I am not sure Caydance really thought about it all except loving her costume. As soon as the costume came on she knew she was a little fair/princess and the twirls and dancing begun. She also was trying to find her feet under all that tulle. She is always an amusing site for sure. I do not think this year she was really into trick or treating. She is still a little on the young side to understand she is almost 15 months but most people thought she was just about to turn 1 and this is her second Halloween. I cannot believe she was just over 3 months last year <3 . Caydance basically wanted to keep getting in and out of wagon and just walk! She got very tired of the whole trick or treating real fast! However, I noticed that among that a lot of young ones passed out in strollers or being carried by their parents. I always enjoy the sites of Halloween.

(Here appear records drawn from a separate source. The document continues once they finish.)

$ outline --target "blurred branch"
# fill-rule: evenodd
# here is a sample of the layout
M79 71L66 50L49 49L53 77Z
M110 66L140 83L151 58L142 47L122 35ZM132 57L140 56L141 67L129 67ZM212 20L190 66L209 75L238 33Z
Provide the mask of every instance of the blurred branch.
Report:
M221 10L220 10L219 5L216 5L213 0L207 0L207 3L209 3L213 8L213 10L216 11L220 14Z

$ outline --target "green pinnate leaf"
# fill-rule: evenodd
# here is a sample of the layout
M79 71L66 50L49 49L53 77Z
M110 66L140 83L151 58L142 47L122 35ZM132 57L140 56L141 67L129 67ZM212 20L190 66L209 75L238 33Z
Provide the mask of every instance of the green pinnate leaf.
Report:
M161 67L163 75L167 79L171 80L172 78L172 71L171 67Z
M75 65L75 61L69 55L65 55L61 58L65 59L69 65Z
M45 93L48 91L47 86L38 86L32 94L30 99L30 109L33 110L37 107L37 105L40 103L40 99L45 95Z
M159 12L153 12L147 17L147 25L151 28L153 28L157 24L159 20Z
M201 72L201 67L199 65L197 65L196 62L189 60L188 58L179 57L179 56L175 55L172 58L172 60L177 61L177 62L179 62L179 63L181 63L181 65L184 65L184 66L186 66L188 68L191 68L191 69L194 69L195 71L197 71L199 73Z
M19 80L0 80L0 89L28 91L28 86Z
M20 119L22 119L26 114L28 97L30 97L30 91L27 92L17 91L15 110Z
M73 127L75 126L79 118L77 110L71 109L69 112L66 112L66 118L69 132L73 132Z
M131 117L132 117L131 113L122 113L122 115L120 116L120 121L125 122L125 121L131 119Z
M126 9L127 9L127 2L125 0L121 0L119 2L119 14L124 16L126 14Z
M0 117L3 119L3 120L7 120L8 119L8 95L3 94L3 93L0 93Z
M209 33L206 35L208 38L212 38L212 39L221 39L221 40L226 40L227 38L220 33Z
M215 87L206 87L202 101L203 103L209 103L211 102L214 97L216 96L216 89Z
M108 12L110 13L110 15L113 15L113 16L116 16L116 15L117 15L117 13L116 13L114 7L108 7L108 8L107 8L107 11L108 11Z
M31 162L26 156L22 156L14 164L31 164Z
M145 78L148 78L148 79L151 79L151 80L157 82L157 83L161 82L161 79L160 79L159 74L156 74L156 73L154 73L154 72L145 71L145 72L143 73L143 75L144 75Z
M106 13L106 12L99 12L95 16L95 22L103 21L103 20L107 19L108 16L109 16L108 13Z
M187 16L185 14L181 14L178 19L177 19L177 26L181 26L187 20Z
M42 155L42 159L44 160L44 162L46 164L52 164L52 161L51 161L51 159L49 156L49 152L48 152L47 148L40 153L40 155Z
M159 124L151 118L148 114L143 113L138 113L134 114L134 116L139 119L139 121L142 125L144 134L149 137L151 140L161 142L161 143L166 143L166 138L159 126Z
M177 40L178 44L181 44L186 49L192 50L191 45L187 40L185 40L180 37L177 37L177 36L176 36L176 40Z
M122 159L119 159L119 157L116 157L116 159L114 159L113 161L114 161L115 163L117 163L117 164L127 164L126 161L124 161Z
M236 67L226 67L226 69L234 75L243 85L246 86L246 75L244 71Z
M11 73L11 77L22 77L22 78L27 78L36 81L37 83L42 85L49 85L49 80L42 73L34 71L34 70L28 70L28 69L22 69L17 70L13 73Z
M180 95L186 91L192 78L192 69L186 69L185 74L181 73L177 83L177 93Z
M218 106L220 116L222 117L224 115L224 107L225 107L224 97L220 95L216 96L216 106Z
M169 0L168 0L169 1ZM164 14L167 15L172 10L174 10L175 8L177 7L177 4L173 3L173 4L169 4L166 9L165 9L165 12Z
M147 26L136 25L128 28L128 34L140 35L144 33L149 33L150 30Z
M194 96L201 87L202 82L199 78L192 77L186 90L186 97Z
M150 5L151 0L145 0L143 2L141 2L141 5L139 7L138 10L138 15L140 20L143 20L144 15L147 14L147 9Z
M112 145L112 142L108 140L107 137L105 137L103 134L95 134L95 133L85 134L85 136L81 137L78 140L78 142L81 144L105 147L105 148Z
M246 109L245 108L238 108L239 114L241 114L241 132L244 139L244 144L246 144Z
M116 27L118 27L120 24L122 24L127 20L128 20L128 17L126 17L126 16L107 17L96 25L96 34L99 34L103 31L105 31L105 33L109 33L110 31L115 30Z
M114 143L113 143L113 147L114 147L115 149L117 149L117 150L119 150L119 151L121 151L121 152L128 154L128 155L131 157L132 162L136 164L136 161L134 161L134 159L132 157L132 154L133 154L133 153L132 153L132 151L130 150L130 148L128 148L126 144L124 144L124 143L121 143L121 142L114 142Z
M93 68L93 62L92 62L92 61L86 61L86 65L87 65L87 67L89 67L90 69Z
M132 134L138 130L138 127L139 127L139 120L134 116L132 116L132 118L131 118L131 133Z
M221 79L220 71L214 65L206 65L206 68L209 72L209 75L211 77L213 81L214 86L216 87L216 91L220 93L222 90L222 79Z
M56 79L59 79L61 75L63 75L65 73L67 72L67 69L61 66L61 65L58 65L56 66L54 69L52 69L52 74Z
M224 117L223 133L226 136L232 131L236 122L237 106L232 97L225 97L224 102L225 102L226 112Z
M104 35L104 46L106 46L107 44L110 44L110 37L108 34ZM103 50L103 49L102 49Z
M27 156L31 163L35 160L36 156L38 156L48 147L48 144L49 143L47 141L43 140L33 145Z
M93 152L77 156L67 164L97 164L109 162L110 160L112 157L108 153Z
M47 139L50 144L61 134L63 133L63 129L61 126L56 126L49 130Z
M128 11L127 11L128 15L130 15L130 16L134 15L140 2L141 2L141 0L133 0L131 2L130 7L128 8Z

So I ended up taking Caydance back to hang out with Daddy which she had a lot more fun running around the yard and checking out the costumes.
|Caydance's shoe would not stay on this is are flower bed: Property A Bipolar Mom and Her Daily Life|
|Caydance and the wagon: Property A Bipolar Mom and Her Daily Life|
Well the night ended with a light meal, showers, and each picking a treat from the bucket.
Even though the next day was the first day of November it was still Halloween weekend. So we spent most of the day outside enjoying the weather. However, I decided to a Halloween fun meal for my little ones. Which included bloody spiders, purple green beans, banana ghost, and bread bones (sorry no pictures of the bread bones they came out a little...umm naughty like).
|Halloween themed dinner : Bloody spiders, mac and cheese, purple spiders, and banana ghost: Property A Bipolar Mom and Her Daily Life|
Between baths and picking up the living room the kids decided they would find new uses for Halloween buckets besides putting candy in them....
|I am proud to be their mom:Property A Bipolar Mom and Her Daily Life|
|Only my two! They were putting them on and then head butting each other :) :Property A Bipolar Mom and Her Daily Life|
|Proud to be their mother! : Property A Bipolar Mom and Her Daily Life|
So that was our Halloween Weekend.... hope you guys had a great one!